I think Bear is going to have a real hit on their hands. The newer model red tip limbs, and the white tip anniversary limbs, are outstanding performers. Smaller tips, thinner limb profile and a little more hook in the recurves. They shoot with most any limb I've put them up against. I own several ILF risers, both aluminum and wood, as well as several sets of upper end limbs. They are nice and have their place, but I certainly don't give up anything by shooting the Bear T/D's and I like the ergonomics better on the Bear risers. I think the newer style limbs coupled with the new aluminum riser is going to be an outstanding hunting combination.


----------



## Stykshooter (Aug 2, 2007)

The Bears coming out of the factory over the past 4-5 years have been outstanding. Ive picked up several T/D's as well as 
a couple of '59's. They have all been great shooters as well as functional works of art. Here are my two 50th anniversary
bows that I have only recently received. The fit and finish of these two risers with the anniversary limbs is as good or better
than any of the custom bows I have owned.


----------



## strugglesticks (Dec 26, 2017)

Stykshooter said:


> "The new Mag risers may be a hit with loyal Bear fans. IMO they will not recruit any new customers with these." I disagree with you on that. Three of the guys at our club have already placed orders for the new Mag riser and limbs. I have been shooting Bear T/D's for years , and none of them ever expressed any interest in owning/shooting one of them. But they are excited about the remake of the old magnesium riser made of aluminum. I also have one on order. I have liked the older magnesium risers and have even owned one, but I shoot fairly heavy weight..55-65 pounds, and I just don't trust the old ones holding together. They had enough problems with them breaking when they were new, 50 years ago.
> 
> I think Bear is going to have a real hit on their hands. The newer model red tip limbs, and the white tip anniversary limbs, are outstanding performers. Smaller tips, thinner limb profile and a little more hook in the recurves. They shoot with most any limb I've put them up against. I own several ILF risers, both aluminum and wood, as well as several sets of upper end limbs. They are nice and have their place, but I certainly don't give up anything by shooting the Bear T/D's and I like the ergonomics better on the Bear risers. I think the newer style limbs coupled with the new aluminum riser is going to be an outstanding hunting combination.
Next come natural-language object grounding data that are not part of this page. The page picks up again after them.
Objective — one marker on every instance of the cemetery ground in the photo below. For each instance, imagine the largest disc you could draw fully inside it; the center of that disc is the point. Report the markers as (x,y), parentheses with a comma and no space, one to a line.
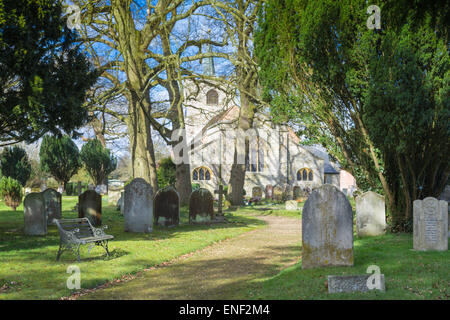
(254,263)
(28,266)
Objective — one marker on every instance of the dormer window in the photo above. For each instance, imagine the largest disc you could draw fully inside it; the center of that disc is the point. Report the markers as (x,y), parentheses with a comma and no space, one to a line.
(212,98)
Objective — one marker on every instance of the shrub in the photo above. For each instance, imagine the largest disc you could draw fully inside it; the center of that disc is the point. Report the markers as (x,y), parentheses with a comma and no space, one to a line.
(14,163)
(11,192)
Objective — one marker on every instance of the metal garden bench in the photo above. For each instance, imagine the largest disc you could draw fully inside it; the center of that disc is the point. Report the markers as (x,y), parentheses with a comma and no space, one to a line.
(76,232)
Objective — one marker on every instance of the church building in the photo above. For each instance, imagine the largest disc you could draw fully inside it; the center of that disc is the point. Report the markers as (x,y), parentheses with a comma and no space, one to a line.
(276,157)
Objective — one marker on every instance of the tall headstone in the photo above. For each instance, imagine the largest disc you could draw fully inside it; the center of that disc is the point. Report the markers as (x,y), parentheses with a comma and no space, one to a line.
(90,206)
(430,224)
(269,192)
(256,192)
(327,229)
(370,214)
(138,207)
(201,206)
(53,205)
(167,207)
(278,193)
(34,214)
(297,192)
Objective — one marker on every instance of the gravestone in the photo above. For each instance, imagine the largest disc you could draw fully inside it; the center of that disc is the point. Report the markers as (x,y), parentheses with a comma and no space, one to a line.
(291,205)
(114,196)
(138,207)
(430,224)
(370,214)
(269,192)
(34,214)
(53,205)
(90,206)
(256,192)
(289,192)
(353,283)
(327,229)
(167,207)
(297,192)
(278,193)
(201,209)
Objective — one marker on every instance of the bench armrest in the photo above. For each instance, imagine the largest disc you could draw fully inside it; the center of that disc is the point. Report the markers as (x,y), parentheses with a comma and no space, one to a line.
(98,232)
(69,236)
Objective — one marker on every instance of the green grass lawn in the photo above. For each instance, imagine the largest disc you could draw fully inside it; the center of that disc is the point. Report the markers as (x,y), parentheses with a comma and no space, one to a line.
(28,269)
(409,274)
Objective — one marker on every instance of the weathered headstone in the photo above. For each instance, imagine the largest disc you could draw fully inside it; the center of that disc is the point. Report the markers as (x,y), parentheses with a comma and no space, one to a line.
(53,205)
(430,224)
(278,193)
(327,229)
(370,214)
(269,192)
(256,192)
(34,214)
(289,192)
(291,205)
(167,207)
(114,196)
(90,206)
(297,192)
(201,206)
(138,207)
(353,283)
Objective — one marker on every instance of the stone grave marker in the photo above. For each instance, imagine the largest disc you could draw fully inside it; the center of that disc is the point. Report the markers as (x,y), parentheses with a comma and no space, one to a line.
(327,229)
(167,207)
(201,206)
(278,193)
(34,214)
(90,206)
(269,192)
(53,205)
(430,228)
(138,207)
(370,214)
(291,205)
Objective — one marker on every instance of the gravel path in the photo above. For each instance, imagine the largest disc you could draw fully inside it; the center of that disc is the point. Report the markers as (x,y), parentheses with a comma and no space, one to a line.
(225,270)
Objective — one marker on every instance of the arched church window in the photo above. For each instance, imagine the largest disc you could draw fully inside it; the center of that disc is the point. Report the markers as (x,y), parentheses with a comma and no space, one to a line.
(254,160)
(305,174)
(212,98)
(201,173)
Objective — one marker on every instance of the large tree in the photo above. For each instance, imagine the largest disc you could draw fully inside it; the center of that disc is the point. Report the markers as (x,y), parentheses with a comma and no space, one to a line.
(43,76)
(377,99)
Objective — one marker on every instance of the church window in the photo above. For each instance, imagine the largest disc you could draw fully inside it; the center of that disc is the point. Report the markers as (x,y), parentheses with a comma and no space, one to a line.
(305,174)
(254,161)
(212,98)
(201,173)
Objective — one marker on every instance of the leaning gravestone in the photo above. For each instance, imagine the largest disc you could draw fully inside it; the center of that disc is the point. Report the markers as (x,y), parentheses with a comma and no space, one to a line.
(34,214)
(277,193)
(269,192)
(430,224)
(291,205)
(327,229)
(167,207)
(257,192)
(138,207)
(53,205)
(90,206)
(201,207)
(370,214)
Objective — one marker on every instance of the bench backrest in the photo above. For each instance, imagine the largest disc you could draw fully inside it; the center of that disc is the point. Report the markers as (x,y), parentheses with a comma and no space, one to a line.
(82,224)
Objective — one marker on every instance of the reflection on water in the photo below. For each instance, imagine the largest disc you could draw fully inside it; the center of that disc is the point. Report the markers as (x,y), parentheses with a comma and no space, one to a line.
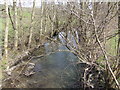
(56,70)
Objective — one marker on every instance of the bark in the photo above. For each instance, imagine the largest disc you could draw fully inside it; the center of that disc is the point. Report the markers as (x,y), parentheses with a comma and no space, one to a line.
(6,30)
(42,12)
(15,23)
(31,27)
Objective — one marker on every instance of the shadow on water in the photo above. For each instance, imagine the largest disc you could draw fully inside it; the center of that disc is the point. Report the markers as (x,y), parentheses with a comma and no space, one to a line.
(56,70)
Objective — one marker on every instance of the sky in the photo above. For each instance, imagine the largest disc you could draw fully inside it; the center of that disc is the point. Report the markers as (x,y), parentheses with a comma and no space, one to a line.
(28,3)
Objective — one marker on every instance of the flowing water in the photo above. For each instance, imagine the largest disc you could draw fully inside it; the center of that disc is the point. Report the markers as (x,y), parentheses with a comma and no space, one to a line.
(55,70)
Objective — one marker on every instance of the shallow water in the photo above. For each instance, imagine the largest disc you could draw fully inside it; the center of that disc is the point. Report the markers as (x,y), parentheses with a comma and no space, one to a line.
(56,70)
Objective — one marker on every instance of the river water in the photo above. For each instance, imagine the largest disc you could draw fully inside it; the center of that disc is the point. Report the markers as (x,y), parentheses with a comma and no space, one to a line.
(55,70)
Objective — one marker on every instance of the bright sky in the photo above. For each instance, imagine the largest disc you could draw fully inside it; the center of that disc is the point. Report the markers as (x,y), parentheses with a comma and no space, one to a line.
(28,3)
You may be right. These new Mag risers do look pretty cool. Although it has been pointed out elsewhere that Bear is asking a lot for a little aluminum casting. I'm curious to see a production model in person.

Sent from my SM-G930V using Tapatalk


----------



## GEREP (May 6, 2003)

*MAG* is an acronym for *M*ake *A*rchery *G*reat...




KPC


----------



## FerrumVeritas (Oct 9, 2020)

Bear trad bows are often gorgeous pieces of work. These look like hot garbage.


----------



## GVDocHoliday (Jan 20, 2003)

The new Mag risers will be a hit. I bet alot of guys who have already ordered will be lucky to have their riser by July.


----------



## WindWalker (Jan 23, 2005)

It's not uncommon that renown manufacturers of quality products sometimes go full-blown stupid.
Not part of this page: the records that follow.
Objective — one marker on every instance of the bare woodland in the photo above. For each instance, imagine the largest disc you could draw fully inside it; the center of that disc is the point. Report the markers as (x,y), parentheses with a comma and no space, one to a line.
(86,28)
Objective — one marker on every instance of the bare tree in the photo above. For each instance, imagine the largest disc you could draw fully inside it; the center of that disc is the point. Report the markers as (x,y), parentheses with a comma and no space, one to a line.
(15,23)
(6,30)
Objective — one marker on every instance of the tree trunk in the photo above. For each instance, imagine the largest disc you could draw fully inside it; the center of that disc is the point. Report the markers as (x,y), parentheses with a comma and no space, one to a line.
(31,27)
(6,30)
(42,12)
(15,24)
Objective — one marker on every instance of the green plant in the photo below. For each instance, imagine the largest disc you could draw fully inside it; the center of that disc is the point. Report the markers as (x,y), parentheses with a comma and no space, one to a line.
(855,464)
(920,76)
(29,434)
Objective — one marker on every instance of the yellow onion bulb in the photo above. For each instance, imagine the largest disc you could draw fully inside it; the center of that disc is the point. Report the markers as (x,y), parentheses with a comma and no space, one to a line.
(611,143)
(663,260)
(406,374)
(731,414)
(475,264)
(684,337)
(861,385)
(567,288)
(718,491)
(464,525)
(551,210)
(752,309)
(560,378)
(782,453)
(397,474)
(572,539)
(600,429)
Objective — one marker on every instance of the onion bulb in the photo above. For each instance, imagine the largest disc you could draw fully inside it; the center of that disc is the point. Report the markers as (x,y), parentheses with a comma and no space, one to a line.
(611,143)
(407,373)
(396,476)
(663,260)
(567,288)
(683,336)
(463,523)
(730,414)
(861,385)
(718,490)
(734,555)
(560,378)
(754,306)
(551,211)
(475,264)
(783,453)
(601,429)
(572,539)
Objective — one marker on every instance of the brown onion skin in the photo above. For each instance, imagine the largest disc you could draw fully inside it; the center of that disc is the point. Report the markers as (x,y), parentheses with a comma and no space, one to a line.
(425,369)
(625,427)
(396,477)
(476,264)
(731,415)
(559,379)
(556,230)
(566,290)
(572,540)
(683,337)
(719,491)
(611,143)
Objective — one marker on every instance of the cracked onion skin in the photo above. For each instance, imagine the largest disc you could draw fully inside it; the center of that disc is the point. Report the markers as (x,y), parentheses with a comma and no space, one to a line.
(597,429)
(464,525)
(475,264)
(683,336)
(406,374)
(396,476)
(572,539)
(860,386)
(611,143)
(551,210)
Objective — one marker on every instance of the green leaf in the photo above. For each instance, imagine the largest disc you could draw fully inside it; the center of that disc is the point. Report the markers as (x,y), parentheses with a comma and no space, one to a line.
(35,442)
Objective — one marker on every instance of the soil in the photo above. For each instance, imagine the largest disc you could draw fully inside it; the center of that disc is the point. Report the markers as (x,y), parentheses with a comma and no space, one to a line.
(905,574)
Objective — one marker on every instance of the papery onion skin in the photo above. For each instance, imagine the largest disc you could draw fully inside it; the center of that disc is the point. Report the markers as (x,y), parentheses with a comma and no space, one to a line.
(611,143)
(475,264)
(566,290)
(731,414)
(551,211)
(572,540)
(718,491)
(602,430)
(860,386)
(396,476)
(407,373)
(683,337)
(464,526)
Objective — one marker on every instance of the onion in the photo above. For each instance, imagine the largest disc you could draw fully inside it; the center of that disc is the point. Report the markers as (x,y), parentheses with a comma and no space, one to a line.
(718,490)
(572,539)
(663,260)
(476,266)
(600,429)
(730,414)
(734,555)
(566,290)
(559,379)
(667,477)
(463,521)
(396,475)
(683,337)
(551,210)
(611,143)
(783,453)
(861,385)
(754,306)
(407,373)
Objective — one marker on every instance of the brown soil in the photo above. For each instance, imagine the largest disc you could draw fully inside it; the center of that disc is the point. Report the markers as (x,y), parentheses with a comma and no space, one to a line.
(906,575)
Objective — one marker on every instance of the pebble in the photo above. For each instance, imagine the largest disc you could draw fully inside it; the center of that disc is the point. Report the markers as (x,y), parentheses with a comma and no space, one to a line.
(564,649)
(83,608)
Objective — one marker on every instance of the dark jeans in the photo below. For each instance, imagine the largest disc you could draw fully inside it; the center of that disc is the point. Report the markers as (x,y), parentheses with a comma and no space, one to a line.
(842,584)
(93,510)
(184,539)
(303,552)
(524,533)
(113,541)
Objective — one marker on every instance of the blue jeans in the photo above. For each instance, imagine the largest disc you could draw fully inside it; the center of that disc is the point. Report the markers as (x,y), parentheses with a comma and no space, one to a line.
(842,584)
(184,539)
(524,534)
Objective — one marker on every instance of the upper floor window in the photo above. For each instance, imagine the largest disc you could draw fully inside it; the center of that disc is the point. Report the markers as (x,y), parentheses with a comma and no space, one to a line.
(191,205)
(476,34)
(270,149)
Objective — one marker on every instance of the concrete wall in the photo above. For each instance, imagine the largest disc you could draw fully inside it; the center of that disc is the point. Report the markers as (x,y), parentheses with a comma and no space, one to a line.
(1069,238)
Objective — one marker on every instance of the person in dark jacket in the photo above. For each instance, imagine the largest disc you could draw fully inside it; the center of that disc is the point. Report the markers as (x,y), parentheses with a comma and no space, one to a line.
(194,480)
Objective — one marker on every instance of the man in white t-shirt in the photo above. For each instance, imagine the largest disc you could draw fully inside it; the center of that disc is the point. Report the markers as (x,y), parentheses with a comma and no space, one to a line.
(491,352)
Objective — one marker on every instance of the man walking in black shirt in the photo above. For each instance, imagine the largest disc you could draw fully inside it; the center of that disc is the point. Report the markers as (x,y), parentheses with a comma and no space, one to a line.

Remember in the 80's when Coca Cola changed the formula of the their original cola and replaced it with something called "New Coke?" The proverbial crap hit the fan, big time. Coca Cola had to bring back the original recipe to salvage their reputation. Hence, "Coke Classic."
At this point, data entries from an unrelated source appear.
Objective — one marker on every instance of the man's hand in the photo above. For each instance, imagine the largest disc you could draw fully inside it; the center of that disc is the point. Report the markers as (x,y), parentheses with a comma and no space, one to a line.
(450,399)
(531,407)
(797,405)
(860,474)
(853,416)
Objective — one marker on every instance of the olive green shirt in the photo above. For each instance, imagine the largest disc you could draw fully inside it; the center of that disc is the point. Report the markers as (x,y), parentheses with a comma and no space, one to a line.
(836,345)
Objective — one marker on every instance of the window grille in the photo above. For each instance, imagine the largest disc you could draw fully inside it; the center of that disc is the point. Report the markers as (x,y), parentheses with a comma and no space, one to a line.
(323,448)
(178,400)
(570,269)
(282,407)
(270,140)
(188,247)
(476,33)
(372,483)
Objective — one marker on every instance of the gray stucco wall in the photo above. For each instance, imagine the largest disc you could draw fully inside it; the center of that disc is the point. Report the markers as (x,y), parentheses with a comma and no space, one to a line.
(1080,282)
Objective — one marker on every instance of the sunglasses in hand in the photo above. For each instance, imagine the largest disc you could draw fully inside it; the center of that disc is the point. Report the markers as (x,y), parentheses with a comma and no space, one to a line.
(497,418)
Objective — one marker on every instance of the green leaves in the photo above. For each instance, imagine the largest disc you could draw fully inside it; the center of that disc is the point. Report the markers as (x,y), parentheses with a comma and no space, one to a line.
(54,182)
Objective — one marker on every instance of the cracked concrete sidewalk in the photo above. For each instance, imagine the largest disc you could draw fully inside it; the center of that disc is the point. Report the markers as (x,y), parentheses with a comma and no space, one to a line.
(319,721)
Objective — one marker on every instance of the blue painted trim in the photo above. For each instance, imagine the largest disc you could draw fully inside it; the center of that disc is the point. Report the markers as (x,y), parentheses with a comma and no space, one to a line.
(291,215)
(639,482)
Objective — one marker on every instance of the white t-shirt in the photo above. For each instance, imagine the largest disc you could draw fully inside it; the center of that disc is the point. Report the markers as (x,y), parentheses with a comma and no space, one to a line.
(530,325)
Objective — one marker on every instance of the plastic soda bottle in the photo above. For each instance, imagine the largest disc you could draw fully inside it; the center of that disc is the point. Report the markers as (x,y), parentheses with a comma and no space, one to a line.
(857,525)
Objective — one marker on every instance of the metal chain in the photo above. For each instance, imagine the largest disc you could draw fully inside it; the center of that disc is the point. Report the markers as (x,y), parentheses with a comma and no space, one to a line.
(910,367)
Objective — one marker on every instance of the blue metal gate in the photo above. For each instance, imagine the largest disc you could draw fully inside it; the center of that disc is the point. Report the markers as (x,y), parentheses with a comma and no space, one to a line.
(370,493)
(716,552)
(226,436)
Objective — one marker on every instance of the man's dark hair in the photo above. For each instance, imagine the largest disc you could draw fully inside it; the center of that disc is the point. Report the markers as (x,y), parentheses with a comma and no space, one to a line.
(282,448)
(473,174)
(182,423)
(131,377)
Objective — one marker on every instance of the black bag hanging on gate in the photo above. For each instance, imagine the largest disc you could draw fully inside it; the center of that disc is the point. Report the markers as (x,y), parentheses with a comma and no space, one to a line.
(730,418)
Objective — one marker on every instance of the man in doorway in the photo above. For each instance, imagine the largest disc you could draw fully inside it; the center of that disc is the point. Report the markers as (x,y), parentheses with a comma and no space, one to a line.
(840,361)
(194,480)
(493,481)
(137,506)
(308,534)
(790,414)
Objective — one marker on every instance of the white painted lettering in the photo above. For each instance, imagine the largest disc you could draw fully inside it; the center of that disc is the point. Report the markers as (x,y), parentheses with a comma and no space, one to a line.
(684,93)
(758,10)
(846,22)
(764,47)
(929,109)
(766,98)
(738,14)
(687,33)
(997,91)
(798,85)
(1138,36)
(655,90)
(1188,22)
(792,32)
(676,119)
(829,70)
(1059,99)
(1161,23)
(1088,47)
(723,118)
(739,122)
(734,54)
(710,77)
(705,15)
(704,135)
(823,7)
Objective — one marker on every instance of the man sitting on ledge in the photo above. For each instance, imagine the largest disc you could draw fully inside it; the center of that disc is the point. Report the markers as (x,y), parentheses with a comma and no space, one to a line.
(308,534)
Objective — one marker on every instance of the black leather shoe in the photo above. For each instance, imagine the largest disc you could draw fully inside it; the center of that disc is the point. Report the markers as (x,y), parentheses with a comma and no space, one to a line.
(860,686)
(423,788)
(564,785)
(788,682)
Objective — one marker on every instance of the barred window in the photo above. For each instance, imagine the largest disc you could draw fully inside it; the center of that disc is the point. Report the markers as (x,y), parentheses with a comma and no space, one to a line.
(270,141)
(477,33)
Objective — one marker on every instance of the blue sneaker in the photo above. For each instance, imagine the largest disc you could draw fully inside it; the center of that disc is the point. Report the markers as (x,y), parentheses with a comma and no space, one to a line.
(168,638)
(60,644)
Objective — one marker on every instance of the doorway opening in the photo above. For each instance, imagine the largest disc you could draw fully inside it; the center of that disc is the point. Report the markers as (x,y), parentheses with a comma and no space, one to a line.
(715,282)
Being that metal risers and interchangeable limbs are now very popular, why not bring back the original mag A,B,C riser, *in aluminum*, with #1,#2, and #3 limbs?

Additionally, if it's true that "MAG" is not meant to indicate the riser is magnesium, but an acronym for something else, calling the riser a "Mag" riser when it is an aluminum riser is another stupid marketing move. There will be those that would like be interested but not keen on cast magnesium.

I would definitely be interested in purchasing one to go along with my TRUE 1972 mag, but I am not going to pay $700+ for 56"/60" bow. What are the draw- weights on the 2 setups? May be overlooking the specs, can't find them.

Also read where they are producing the new bow in limited edition, with limbs, for $1300. BS!


----------



## Festivus (Oct 9, 2009)

Magnesium is not a good material to work with, can combust if not handled properly. I really don't understand the outrage other than nostalgia. Regardless, I don't buy new Bear bows it's just not worth it.


----------



## WindWalker (Jan 23, 2005)

> _Magnesium is not a good material to work with, can combust if not handled properly._


The new riser is _cast aluminum_. As for magnesium being combustible, I have used my magnesium riser TD since 1972 and it has never burst into flames.


----------



## GEREP (May 6, 2003)

WindWalker is correct, the new risers are cast aluminum. "MAG" is just a retro "throwback" name for nostalgia purposes. 

KPC


----------



## YamahaYG68 (Jun 11, 2018)

Festivus said:


> Magnesium is not a good material to work with, can combust if not handled properly.


I think that this is referring to the manufacturing process, not so much to the complete riser.

It looks like the old Martin Archery Factory fire was fuelled by magnesium dust produced by the riser machining operation. If it does get lit up, it burns hot.

Martin Archery Destroyed By Magnesium Metal Dust Fire - Hughes Environmental


----------



## WindWalker (Jan 23, 2005)

NEWS FLASH: 

Reportedly, Fred Bear has climbed from his grave. Witnesses that have seen him say he is carrying a big club and is headed for Gainesville. Apparently his jaws are jacked over the debacle regarding the new MAG TD riser.

On other sites there are complaints galore regarding the limited limb and riser option (A riser only), and no left hand risers. Apparently, there won't be any other limb or riser options until down the road, if ever. There are some that mistakenly believe, due to the dumbass advertising, that the "MAG" riser is cast magnesium, not cast aluminum, and will pass, stating that cast magnesium can have flaws in the in the casting process. Others are turned off by the limited riser colors available. Some keep asking if the riser will have interchangeable grips as with the original MAG TD.

I would purchase one but I am not paying $400 for the riser, especially for an "A" riser and limited options.


----------